CHAPTER XI
HOW THE STAGE WAS SET FOR THE FRENCH REVOLUTION

Thus England's star went setting in the West; but in the East coincidentally it rose continuously to greater glory. Plassey had given Bengal into her hands; Wandewash had made her authority dominant in Southern India. But as yet it was not England, the nation and the King of England, that held this scarcely defined authority. It was the great trading concern known as the East India Company.

"Some have greatness thrust upon them"; and this was remarkably true of the empire of India which Great Britain was really compelled by the force of circumstances to assume. The trading company did not desire to govern the country: they wished to fulfil their original purpose of trade, of making money. It was the aggression of the French and the oppression of the native ruler of Bengal, as we have seen, which obliged them to fight for the very liberty to trade. Further, they were compelled to maintain some kind of order in the districts in which they thus became supreme. It was not easy for them to do this under their charter as traders. The government of the native princes of Bengal was inefficient and corrupt and the people under them were in misery. An Act of the British Parliament in 1773 appointed a Governor-General with powers over all the British possessions in India. Warren Hastings, a civilian in the Company's service, was the first to hold that high post, and with a strong hand he reduced to nothing the powers of the worst of the native rulers and made the government of the better among them less ineffective and corrupt.
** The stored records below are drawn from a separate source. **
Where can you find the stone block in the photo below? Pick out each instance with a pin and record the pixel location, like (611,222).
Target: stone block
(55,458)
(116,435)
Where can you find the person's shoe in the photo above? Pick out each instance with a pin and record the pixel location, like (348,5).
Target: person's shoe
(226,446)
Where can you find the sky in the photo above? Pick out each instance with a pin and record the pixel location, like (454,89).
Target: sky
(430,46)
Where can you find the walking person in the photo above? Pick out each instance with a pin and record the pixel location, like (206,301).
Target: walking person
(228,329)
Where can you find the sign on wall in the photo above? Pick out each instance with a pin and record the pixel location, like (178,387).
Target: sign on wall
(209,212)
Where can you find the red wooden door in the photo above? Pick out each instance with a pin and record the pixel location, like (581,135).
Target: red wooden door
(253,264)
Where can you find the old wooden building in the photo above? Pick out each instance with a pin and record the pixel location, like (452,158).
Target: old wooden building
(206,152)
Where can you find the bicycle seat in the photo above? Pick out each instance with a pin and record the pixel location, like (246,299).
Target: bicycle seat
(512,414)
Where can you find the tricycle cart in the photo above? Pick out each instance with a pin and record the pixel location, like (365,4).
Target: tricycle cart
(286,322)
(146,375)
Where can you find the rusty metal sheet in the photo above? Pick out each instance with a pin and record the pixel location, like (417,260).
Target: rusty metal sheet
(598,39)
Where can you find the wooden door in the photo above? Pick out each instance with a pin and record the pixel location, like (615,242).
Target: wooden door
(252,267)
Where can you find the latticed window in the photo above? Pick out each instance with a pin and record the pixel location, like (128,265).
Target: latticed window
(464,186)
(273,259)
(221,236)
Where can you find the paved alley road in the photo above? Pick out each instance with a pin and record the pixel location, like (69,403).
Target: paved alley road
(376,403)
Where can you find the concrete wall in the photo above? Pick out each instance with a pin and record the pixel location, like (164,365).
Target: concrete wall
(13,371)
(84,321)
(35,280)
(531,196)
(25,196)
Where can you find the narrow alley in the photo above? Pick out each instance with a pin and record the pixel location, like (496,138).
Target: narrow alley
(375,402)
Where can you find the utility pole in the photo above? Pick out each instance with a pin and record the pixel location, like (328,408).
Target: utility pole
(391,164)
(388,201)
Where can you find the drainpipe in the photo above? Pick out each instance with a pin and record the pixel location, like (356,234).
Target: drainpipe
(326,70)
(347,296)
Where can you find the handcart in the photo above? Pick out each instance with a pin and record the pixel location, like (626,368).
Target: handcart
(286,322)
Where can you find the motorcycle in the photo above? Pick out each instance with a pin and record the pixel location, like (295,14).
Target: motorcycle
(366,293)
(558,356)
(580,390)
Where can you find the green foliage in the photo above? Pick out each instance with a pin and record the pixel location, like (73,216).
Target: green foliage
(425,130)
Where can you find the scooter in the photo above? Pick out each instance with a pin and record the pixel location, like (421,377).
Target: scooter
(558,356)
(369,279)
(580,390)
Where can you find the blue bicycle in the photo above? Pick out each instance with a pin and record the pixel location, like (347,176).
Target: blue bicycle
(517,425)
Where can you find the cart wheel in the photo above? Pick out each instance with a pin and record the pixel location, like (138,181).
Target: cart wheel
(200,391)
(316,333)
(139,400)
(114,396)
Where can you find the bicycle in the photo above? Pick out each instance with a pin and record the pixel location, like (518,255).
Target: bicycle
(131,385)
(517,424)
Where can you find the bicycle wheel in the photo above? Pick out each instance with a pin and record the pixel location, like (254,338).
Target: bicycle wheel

With the rulers of some of the independent States he entered into treaties and alliances. The idea of Britain's Indian Empire seems to have been born in the brain of Warren Hastings.

Warren Hastings

And the peculiar conditions of India made the realisation of that idea not only possible but inevitable. Through the whole of her story Hindustan has been a land of constant strife between various races settled on her soil and between those settled races and warlike tribes coming down upon her from the north through the passes of her great boundary mountains, the Himalayas. But the greatest cleavage of all among her people was that which still exists between the Moslems and the Hindus of the Buddhist faith. All the many divisions have been causes of jealousies and fighting, but none so constant and prolonged as those due to these two opposed faiths. It is that opposition, in the main, which has made the British Empire in India both possible and necessary—possible, because without that cleavage there might well have been a union of native strength sufficient to withstand the British domination, and necessary, because at every step the British found their trade and their peace imperilled by disturbances beyond the latest limits within which they had made good their authority. They were impelled, for their own mere safety, to push that authority further and further again. And it was a necessity imposed on them also by consideration for the sufferings of the natives in some of the worst governed States. It was a veritable "white man's burden" laid, of no will of their own, and sometimes sorely against their will, upon their shoulders.